エンロールメント・マネジメントのネタを小出し小出しにご紹介しているところですが、他の報道も結構あれこれとたまってきています。ですのでここらで一度、エンロールメント・マネジメント関連の話はやめにして、また今度、機会を見て関連の話題をご紹介することにいたします。
日本の大学の行く末を考える上で、非常に重要なテーマであることは確かですから、皆様もご存じの事例や、ご意見ご感想などがございましたら、どしどしお送りください。
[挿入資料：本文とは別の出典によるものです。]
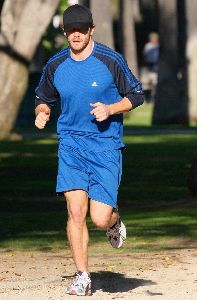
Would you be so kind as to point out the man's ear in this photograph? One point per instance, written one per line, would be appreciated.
(92, 30)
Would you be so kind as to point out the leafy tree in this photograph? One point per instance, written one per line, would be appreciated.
(171, 103)
(23, 23)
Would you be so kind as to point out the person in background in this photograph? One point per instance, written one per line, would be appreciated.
(95, 87)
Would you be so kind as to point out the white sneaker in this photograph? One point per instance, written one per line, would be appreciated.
(117, 234)
(81, 285)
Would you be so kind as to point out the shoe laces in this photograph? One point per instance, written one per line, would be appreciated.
(81, 280)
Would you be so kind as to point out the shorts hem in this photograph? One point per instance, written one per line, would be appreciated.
(63, 190)
(114, 205)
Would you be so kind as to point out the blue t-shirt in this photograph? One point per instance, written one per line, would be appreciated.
(102, 77)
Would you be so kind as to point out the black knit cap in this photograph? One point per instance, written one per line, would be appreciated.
(77, 17)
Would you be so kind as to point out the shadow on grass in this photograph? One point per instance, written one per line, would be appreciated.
(110, 282)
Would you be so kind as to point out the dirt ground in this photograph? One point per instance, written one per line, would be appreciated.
(165, 275)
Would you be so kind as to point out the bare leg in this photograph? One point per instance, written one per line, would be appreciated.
(102, 214)
(77, 205)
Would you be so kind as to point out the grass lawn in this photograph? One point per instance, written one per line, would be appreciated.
(154, 200)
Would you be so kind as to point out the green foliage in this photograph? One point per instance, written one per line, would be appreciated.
(153, 199)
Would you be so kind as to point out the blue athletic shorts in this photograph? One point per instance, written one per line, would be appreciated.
(97, 173)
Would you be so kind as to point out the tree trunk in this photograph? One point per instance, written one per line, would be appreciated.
(22, 26)
(191, 7)
(103, 19)
(171, 105)
(128, 33)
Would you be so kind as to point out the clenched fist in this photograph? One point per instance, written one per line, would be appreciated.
(42, 116)
(101, 111)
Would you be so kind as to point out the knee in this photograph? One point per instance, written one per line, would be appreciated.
(101, 222)
(76, 213)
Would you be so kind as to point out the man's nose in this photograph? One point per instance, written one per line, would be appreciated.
(76, 33)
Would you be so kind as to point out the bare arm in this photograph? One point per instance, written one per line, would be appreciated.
(103, 111)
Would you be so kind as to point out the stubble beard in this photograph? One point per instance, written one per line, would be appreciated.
(76, 49)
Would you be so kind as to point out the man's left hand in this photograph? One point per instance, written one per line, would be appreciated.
(101, 111)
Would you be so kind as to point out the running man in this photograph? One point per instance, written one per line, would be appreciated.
(95, 87)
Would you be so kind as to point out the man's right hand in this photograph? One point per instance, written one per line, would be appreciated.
(42, 115)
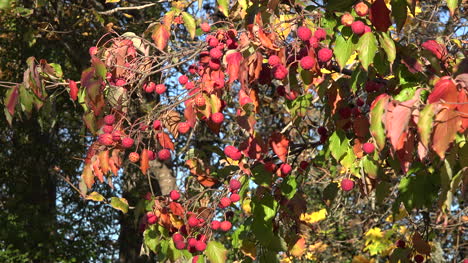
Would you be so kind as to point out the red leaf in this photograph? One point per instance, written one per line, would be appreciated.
(445, 90)
(279, 143)
(11, 100)
(447, 123)
(233, 61)
(176, 209)
(165, 140)
(380, 15)
(160, 36)
(144, 161)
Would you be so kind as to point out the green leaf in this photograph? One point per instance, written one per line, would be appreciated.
(216, 252)
(399, 12)
(452, 5)
(426, 119)
(367, 48)
(223, 6)
(119, 204)
(95, 196)
(189, 23)
(338, 144)
(343, 50)
(388, 45)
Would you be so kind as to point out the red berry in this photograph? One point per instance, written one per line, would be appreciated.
(347, 19)
(225, 226)
(215, 53)
(361, 9)
(177, 237)
(232, 152)
(183, 127)
(320, 34)
(217, 117)
(193, 221)
(215, 224)
(285, 169)
(273, 60)
(183, 80)
(205, 27)
(325, 54)
(400, 243)
(160, 89)
(157, 124)
(419, 258)
(151, 218)
(225, 202)
(280, 72)
(200, 246)
(368, 147)
(234, 198)
(180, 245)
(358, 27)
(304, 33)
(164, 154)
(105, 139)
(307, 62)
(109, 119)
(134, 157)
(175, 195)
(347, 184)
(127, 142)
(107, 128)
(234, 184)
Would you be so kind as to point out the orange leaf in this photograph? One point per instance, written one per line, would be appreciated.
(279, 143)
(165, 140)
(144, 161)
(447, 123)
(160, 36)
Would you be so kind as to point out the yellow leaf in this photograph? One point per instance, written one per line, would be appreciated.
(314, 217)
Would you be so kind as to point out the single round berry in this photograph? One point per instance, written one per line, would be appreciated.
(307, 62)
(285, 169)
(134, 157)
(127, 142)
(205, 27)
(347, 19)
(232, 152)
(157, 124)
(304, 33)
(234, 184)
(225, 226)
(273, 60)
(347, 184)
(109, 119)
(216, 53)
(217, 117)
(160, 89)
(234, 198)
(183, 127)
(361, 9)
(400, 243)
(200, 246)
(320, 34)
(368, 147)
(151, 218)
(183, 80)
(164, 155)
(175, 195)
(358, 27)
(325, 54)
(224, 202)
(193, 221)
(215, 224)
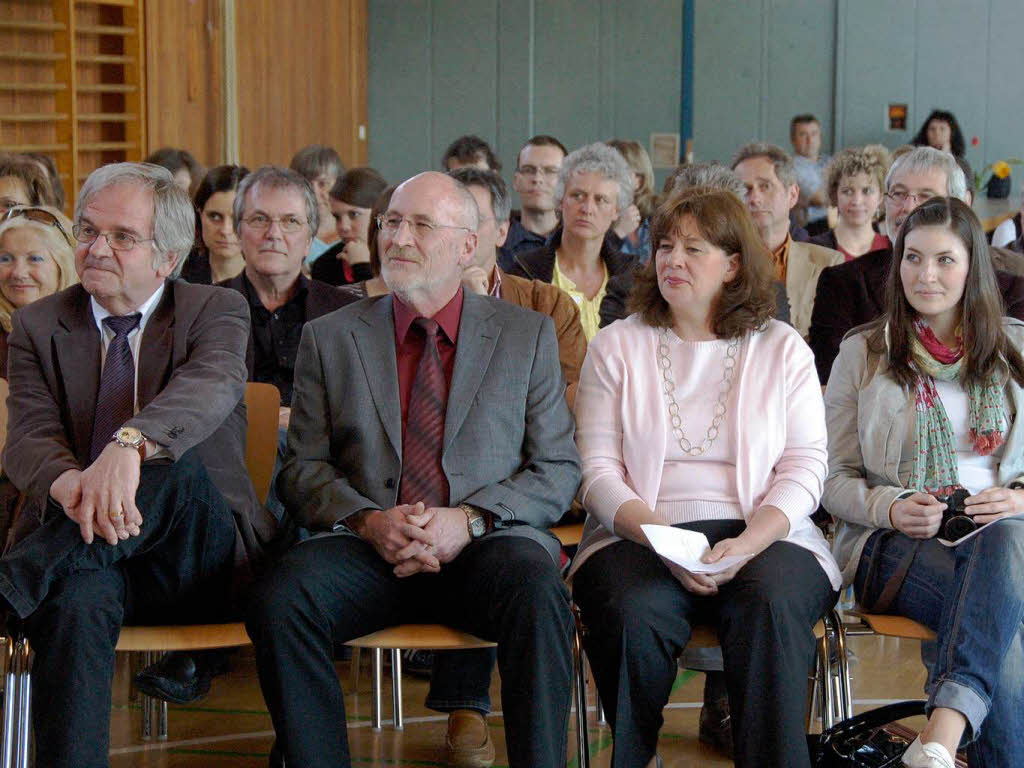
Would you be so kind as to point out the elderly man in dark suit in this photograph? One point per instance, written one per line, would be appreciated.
(430, 435)
(126, 438)
(852, 294)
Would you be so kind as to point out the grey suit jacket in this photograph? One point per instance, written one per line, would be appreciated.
(508, 433)
(192, 378)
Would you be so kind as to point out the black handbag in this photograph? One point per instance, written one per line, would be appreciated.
(866, 740)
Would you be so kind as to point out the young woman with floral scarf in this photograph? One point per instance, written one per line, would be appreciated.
(923, 401)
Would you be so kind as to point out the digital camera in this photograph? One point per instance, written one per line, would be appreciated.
(956, 523)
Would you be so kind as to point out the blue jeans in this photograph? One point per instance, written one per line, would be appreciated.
(972, 597)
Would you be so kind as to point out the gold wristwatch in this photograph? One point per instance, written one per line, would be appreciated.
(131, 437)
(475, 521)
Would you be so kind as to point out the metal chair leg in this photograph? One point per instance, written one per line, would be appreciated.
(827, 691)
(146, 702)
(396, 717)
(161, 719)
(354, 670)
(23, 652)
(580, 694)
(7, 740)
(842, 668)
(375, 712)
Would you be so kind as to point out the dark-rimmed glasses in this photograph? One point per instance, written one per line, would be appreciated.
(118, 241)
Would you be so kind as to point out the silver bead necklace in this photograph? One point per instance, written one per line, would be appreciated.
(669, 387)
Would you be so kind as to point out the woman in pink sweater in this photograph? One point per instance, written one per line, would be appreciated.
(700, 412)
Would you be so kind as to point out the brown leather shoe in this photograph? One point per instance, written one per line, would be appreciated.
(468, 741)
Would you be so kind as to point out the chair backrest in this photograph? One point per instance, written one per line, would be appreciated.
(262, 407)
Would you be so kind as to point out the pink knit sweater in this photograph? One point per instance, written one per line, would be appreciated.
(778, 431)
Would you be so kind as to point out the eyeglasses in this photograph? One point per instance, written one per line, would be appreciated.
(899, 197)
(41, 215)
(261, 222)
(118, 241)
(532, 170)
(390, 223)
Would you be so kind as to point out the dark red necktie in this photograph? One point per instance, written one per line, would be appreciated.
(422, 476)
(116, 399)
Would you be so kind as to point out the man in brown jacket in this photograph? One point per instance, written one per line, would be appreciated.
(484, 276)
(127, 441)
(460, 680)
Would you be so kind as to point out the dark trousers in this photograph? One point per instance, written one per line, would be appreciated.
(333, 589)
(638, 619)
(461, 680)
(75, 597)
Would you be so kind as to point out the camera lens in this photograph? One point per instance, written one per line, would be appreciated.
(958, 526)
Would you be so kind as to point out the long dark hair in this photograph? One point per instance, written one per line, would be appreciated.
(956, 143)
(987, 349)
(221, 178)
(748, 301)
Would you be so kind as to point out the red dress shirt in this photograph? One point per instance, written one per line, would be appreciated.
(409, 346)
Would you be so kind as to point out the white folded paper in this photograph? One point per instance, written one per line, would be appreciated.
(685, 548)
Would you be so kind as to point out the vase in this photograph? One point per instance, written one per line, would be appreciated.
(998, 188)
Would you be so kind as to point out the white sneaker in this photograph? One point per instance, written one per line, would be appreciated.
(932, 755)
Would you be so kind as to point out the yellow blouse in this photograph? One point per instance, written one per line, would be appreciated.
(590, 317)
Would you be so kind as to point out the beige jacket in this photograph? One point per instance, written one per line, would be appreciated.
(866, 413)
(804, 264)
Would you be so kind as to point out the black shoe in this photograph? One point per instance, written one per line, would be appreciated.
(174, 678)
(716, 723)
(418, 663)
(276, 759)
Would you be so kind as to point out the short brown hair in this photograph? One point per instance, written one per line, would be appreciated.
(748, 301)
(872, 160)
(987, 350)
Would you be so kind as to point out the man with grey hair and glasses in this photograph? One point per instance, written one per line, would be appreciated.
(426, 514)
(126, 440)
(770, 179)
(852, 294)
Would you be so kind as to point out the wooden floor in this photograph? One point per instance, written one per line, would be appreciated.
(230, 727)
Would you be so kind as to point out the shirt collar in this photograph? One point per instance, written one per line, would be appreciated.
(448, 316)
(145, 308)
(496, 283)
(782, 250)
(301, 286)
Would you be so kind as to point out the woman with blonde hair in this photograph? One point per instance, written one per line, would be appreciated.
(37, 258)
(856, 183)
(633, 226)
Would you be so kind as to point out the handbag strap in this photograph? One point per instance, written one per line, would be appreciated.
(884, 602)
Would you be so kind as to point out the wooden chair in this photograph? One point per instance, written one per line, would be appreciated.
(865, 624)
(262, 404)
(438, 637)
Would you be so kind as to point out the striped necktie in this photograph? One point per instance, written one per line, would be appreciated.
(116, 400)
(422, 476)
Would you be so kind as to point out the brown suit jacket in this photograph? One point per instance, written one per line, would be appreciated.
(546, 299)
(192, 378)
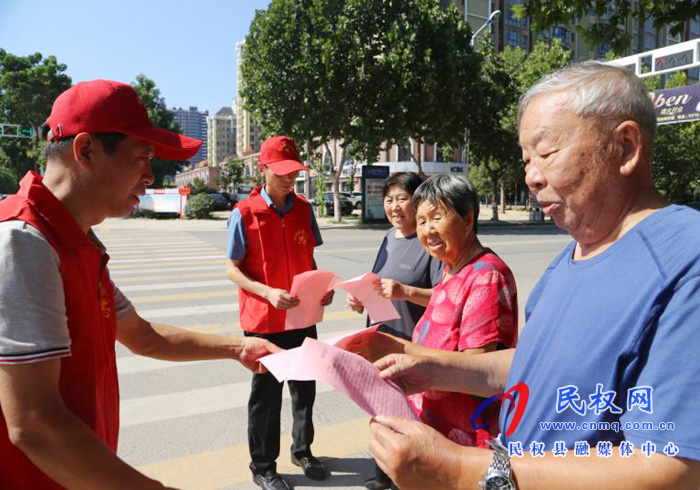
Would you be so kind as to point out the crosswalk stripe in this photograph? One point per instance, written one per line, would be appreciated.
(159, 252)
(166, 266)
(180, 404)
(200, 256)
(141, 300)
(222, 468)
(174, 285)
(188, 310)
(128, 279)
(123, 270)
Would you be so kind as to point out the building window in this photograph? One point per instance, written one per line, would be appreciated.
(560, 32)
(440, 153)
(405, 152)
(650, 41)
(512, 37)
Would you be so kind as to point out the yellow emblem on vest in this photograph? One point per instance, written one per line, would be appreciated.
(104, 302)
(301, 238)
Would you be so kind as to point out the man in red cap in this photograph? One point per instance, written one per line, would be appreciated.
(60, 314)
(272, 236)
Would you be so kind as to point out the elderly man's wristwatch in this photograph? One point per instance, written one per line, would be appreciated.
(498, 476)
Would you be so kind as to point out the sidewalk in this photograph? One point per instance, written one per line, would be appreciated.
(512, 217)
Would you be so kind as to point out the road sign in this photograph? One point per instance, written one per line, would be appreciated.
(15, 131)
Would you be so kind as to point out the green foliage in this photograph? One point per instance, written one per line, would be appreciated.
(613, 17)
(230, 173)
(505, 76)
(362, 72)
(199, 206)
(8, 181)
(28, 87)
(161, 117)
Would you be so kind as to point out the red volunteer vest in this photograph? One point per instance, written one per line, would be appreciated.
(88, 380)
(277, 249)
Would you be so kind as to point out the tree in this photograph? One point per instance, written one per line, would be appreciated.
(28, 87)
(230, 174)
(505, 76)
(161, 117)
(362, 72)
(611, 29)
(8, 181)
(676, 161)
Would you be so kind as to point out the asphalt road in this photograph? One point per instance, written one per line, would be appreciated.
(185, 423)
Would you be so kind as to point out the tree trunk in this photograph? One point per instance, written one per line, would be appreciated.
(337, 214)
(418, 161)
(503, 198)
(641, 20)
(494, 191)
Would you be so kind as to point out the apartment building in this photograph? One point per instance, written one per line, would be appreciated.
(193, 123)
(221, 136)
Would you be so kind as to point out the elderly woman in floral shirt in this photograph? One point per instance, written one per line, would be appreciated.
(471, 311)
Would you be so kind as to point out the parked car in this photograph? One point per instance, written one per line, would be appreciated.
(230, 198)
(220, 202)
(243, 192)
(355, 198)
(346, 206)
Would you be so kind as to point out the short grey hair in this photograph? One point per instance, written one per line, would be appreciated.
(606, 94)
(456, 193)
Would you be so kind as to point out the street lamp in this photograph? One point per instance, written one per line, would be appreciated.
(488, 23)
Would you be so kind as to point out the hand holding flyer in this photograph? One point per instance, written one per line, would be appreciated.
(379, 308)
(347, 372)
(309, 287)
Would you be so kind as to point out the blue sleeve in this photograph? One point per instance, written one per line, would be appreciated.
(236, 248)
(436, 271)
(672, 370)
(314, 228)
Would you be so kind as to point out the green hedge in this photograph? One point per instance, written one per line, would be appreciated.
(8, 181)
(199, 206)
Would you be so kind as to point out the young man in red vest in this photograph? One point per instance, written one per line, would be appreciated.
(60, 314)
(272, 236)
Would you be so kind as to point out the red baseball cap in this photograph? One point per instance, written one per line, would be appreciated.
(280, 155)
(104, 106)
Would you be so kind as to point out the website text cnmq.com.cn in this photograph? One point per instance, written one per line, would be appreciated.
(568, 398)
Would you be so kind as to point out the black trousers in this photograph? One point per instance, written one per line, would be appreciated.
(265, 404)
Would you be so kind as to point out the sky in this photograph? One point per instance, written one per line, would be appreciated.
(187, 47)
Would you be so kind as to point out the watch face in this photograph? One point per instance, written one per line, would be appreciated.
(499, 483)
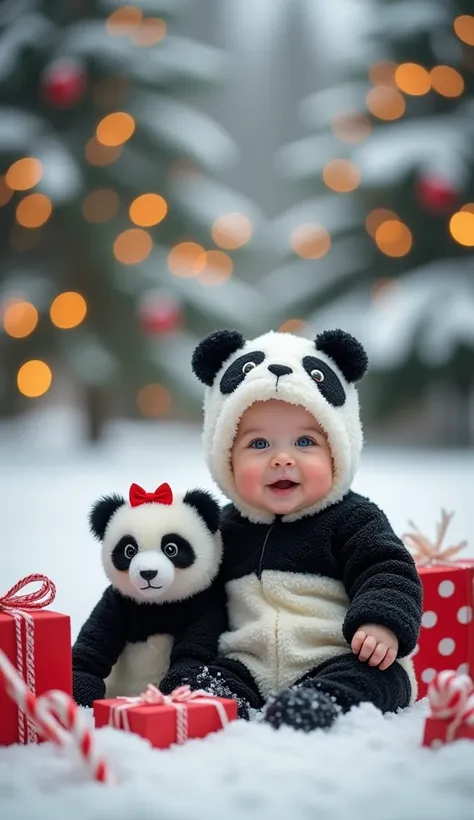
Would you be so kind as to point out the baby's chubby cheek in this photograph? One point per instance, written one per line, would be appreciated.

ブログのコメント欄の他、画面右のプロフィール欄に記載されているメールアドレスにメールを送っていただいても結構です。
てなわけで、今日の話題です。
【教育関連ニュース】—————————————–
■「The World’s Most Global Universities」(Newsweek)
http://msnbc.msn.com/id/14320413/
■「The Complete List: The Top 100 Global Universities」(Newsweek)
http://msnbc.msn.com/id/14321230/
————————————————————
アメリカの「ニューズウィーク」誌が、「世界のグローバル大学・ベスト100校」と題した記事を公開しました。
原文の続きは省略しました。